Northleaf Capital Partners, the Toronto-based private equity and infrastructure manager, has invested 45 percent of its debut secondaries fund, according to managing director Daniel Dupont.
About eight to nine deals have been completed over the past year through Northleaf Secondary Partners, a $255 million vehicle dedicated to global secondaries transactions, including the purchase of a portfolio of five positions in Europe and Asia from a European bank.
“The market is hot and there has been a lot of liquidity generated by the funds over the last month,” Dupont told Secondaries Investor in London. “For one transaction that we closed in April, we have already received 30 percent of what we paid, through distributions. We’re seeing very quick cash back and returns.”
Northleaf prefers mature positions where the majority of the fund has already been drawn down.
“When one buys secondaries, you buy companies and the GP’s capacity or ability to exit the investments,” Dupont said. “Also, because we buy mature funds, which are often more than 80 percent invested, we know better the risk opportunities related to the companies we buy. Our job is to make good realistic projections on timing and exit valuations.”

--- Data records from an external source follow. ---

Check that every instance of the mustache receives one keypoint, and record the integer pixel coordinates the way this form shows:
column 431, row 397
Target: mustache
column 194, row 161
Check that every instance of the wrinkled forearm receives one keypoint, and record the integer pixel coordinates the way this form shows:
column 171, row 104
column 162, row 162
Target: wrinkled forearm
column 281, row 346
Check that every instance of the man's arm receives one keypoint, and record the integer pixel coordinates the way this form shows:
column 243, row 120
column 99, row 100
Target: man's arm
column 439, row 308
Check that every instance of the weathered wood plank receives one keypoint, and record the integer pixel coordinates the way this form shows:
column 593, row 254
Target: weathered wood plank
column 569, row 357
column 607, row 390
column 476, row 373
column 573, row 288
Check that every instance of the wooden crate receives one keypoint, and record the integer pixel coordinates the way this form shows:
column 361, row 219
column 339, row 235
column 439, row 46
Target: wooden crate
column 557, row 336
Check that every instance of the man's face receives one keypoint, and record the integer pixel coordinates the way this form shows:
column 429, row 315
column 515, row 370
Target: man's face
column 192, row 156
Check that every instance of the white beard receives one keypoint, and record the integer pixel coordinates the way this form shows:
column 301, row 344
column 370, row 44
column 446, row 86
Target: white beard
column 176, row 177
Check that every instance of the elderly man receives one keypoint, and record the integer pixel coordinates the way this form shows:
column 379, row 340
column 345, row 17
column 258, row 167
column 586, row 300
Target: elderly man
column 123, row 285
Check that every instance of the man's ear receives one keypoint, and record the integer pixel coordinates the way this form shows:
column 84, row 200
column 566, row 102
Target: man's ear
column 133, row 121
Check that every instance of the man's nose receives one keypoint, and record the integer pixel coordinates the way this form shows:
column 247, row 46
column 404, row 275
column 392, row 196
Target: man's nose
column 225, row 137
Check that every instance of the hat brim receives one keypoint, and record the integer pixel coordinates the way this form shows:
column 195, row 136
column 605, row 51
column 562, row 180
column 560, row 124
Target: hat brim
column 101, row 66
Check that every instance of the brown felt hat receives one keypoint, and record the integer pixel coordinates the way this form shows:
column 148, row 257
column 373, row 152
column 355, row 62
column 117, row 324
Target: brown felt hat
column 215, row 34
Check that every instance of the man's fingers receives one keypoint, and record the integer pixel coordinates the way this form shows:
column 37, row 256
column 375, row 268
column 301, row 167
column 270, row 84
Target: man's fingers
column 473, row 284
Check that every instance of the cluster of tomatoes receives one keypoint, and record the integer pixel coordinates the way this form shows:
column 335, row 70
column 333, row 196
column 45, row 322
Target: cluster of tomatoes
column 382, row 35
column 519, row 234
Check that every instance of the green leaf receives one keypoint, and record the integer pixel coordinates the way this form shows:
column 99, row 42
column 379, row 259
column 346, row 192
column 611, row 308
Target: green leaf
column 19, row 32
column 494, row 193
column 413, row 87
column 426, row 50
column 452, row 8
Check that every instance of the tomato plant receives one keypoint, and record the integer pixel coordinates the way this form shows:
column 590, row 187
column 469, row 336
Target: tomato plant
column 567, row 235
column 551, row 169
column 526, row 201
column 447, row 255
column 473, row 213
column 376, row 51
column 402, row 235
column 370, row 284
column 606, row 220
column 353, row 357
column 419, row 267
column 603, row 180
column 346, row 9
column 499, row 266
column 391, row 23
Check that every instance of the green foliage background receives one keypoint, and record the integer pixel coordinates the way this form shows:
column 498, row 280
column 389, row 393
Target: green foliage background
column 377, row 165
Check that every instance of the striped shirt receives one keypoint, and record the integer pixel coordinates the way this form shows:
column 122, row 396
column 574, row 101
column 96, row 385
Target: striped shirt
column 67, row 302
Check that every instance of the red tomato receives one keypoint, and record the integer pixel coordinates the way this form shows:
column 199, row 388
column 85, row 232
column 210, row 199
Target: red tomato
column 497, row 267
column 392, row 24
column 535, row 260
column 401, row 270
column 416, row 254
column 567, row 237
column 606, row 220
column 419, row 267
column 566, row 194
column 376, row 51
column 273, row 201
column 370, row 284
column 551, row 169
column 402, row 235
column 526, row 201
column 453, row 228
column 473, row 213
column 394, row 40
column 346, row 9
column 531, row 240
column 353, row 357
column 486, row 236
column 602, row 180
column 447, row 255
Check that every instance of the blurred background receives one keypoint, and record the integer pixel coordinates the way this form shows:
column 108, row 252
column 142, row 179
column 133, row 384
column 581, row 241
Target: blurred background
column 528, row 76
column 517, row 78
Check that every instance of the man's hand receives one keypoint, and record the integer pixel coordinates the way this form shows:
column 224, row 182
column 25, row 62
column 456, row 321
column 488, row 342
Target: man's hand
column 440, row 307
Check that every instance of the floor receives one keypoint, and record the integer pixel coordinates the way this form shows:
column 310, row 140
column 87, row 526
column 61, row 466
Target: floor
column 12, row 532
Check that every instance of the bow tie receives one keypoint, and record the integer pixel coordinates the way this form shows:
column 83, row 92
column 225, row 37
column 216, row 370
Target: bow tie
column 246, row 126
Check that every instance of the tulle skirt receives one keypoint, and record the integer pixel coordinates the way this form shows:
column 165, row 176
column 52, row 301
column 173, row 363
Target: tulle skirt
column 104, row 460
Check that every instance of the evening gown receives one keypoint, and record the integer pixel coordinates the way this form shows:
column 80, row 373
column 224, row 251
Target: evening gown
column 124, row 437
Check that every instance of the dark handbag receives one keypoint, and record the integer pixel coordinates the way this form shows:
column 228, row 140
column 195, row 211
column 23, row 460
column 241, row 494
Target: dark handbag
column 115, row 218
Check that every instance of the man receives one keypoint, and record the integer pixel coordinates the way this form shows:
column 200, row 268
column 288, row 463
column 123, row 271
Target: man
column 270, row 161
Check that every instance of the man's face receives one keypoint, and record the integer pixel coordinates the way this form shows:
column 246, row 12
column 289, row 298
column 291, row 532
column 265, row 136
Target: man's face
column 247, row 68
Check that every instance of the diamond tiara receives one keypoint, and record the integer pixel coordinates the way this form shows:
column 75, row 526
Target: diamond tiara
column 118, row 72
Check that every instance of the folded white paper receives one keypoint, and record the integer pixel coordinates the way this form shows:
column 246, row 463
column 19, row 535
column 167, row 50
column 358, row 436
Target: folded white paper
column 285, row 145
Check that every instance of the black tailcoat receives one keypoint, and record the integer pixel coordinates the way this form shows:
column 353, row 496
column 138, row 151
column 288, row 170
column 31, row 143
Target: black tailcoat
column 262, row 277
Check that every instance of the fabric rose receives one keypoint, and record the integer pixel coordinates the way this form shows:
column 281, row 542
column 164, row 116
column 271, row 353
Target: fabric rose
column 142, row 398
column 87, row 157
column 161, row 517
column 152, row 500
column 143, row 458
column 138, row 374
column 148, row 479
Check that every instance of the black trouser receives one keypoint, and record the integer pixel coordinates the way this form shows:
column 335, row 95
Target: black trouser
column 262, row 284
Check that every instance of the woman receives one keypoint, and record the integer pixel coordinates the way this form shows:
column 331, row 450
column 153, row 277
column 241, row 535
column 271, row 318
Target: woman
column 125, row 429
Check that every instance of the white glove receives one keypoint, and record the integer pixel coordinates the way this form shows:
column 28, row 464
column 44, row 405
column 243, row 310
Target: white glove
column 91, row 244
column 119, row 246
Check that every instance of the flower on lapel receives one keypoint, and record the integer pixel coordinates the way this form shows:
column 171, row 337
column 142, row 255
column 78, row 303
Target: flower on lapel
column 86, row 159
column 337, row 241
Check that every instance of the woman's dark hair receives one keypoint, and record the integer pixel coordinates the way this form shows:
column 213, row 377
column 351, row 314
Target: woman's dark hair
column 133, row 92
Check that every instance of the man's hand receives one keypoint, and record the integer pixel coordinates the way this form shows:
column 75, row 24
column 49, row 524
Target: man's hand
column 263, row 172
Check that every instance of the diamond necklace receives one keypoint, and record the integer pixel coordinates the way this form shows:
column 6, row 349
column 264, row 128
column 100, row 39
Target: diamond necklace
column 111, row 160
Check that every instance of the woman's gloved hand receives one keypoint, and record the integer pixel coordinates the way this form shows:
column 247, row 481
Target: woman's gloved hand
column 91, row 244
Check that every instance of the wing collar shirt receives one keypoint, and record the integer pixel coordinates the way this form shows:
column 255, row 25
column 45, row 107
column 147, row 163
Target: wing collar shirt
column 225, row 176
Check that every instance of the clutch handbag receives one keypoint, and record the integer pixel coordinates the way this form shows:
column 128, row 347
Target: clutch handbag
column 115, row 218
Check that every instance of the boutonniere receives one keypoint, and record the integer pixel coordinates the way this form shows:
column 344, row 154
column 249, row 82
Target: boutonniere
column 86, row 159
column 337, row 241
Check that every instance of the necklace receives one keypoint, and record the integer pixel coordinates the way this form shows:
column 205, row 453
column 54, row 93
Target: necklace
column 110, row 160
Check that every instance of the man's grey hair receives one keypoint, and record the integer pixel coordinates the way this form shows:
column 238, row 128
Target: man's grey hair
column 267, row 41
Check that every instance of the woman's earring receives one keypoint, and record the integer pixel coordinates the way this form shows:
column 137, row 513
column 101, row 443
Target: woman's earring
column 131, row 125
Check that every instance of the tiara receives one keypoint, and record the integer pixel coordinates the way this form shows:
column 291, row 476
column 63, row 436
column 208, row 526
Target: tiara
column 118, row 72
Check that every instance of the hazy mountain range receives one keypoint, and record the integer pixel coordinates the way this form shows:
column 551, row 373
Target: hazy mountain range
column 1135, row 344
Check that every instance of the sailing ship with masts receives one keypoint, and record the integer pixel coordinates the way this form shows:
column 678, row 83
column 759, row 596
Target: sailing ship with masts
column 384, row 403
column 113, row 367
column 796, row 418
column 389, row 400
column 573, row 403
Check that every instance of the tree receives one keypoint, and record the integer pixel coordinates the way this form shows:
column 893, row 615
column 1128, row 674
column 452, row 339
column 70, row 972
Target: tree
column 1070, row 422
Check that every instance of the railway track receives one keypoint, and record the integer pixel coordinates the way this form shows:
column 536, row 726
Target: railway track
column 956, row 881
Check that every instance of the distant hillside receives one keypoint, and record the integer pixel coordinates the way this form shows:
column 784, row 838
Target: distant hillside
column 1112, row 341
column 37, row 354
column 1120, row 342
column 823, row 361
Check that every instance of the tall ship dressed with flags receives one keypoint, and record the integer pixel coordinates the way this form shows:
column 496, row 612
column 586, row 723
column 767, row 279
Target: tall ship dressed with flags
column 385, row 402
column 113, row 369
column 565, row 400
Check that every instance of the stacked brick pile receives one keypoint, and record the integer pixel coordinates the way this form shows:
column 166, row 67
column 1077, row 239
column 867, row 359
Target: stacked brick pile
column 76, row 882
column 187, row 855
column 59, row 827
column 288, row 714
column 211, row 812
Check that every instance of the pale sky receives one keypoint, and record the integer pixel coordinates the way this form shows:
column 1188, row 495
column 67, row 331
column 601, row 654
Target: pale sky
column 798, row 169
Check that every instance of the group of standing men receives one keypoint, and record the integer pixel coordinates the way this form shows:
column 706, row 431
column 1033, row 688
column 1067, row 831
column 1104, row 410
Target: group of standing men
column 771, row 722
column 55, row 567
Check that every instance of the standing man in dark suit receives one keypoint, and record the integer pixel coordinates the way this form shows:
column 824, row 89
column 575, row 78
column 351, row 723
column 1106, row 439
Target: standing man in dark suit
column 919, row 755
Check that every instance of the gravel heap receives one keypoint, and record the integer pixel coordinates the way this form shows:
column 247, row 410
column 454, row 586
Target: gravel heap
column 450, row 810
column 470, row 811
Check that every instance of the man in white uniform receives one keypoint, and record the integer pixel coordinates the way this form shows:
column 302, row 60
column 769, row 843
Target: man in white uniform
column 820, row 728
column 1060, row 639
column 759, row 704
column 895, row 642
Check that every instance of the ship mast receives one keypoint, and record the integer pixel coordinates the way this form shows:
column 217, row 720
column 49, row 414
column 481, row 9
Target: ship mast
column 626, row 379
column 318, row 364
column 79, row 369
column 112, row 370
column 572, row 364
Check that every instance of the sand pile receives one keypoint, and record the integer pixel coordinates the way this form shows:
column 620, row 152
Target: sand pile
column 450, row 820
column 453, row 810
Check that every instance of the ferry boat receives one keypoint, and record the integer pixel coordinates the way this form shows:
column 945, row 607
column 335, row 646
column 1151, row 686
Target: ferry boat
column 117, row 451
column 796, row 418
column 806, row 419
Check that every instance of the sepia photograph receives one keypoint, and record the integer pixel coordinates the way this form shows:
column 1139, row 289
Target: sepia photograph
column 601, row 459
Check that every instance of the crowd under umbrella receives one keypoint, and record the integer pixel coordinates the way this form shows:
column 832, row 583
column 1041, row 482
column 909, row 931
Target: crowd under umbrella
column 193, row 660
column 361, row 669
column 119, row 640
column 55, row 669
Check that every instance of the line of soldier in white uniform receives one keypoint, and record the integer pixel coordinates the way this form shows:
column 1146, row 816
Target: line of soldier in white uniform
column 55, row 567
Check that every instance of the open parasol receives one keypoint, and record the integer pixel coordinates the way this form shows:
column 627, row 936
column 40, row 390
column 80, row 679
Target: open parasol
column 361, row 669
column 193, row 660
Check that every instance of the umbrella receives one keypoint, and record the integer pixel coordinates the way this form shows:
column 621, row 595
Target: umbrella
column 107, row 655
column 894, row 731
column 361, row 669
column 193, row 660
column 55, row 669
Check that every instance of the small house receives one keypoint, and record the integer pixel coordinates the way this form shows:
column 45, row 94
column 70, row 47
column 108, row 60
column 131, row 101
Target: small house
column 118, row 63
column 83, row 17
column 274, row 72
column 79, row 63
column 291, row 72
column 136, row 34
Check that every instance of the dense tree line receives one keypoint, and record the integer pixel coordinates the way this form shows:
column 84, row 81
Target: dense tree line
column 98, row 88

Roughly 60 percent of the deployed capital has been in North American deals and the rest in Europe and Asia, with a focus on buyout funds.
The fund has a four-year investment period. In August 2014, the firm said it expected the fund to be fully invested in around three years, Secondaries Investor previously reported. The fund was 22 percent invested last August.
Northleaf may start raising a second dedicated secondaries fund in 2016 or 2017 and will target its existing Canadian investor base as well as global investors for the first time, Dupont said.
Northleaf Secondary Partners held a final close in May last year after about a year of fundraising, exceeding its $200 million target. The fund attracted commitments from new and existing limited partners including public pensions, university endowments and family offices.
The firm has around $700 million available for secondaries investments, or around 10 percent of its almost $7 billion assets under management, because it allocates some of its global flagship funds to secondaries, Dupont said.
Northleaf spun out of TD Capital Private Equity Investors, the private equity fund of funds and co-investment arm of Canada’s TD Bank Financial Group in 2009. The firm also has offices in London and Menlo Park.